Figure 2 illustrates a general workflow utilizing these capabilities.
It can be challenging to maintain informative, detailed records of new ideas and progress in sequence assignment when exploring novel peptide fragmentation pathways or the impact of spectral pre-processing algorithms (e.g., de-isotoping, charge-reduction, or removal of kinase inhibitor specific ions). Similarly it is difficult to test and evaluate the myriad of combinations when multiple post-translational modifications are thought to occur along a relatively short sequence of amino acids. For example, we recently utilized quantitative mass spectrometry to interrogate modifications on Olig2, a transcription factor that mediates fate choice of neural progenitor cells in the developing central nervous system and can contribute to the pathophysiology of human gliomas [
18]. A set of three protein kinases works in tandem to phosphorylate Olig2 at multiple sites within the first 20 N-terminal amino acids. Indeed, these and other data [
19,
20] highlight the critical roles that phosphorylation on this region of Olig2 plays in its tumorigenic function. Mapping these phosphorylation sites and deciphering the kinetics to establish potential ‘priming’ phosphorylation events is an important first step in trying to identify the kinases which may represent therapeutic targets. Our work in this study required extensive analysis of MS/MS spectra to localize different and even multiple sites of phosphorylation on the same peptide fragment.
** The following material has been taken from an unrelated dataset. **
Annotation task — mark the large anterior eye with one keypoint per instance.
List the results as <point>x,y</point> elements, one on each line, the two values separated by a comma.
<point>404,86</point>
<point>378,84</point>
To better support our work in this and similar projects, we developed the companion spectral notebook application (SpecStylus,
Figure 3), which enables researchers to create a digital provenance of data analysis activities. Furthermore, spectra, processed spectra, extracted ion chromatograms, or other data projections can be annotated using an associated text box or assorted drawing widgets to catalog evidence for fragmentation pathways, phosphorylation site localization, or other spectral features. These annotations are stored in the notebook for comparison to future experiments. In addition, processing scripts, search results, and other parameters can be linked to notebook entries, thereby creating a forensic ‘chain-of-custody’ for all evidence and procedures used to support a final sequence assignment. For added convenience and portability, all intermediary steps associated with a final result can be dynamically analyzed, or further extended, independent of the original native mass spectrometry data; this feature facilitates sharing results with colleagues and assembling supplemental files for scientific journals. Finally, SpecStylus images can be exported in .png, .pdf, .svg, and .ppt format for preparation of slides or publication quality figures, while peak lists can be output as .sdb files for use with NIST library search tools.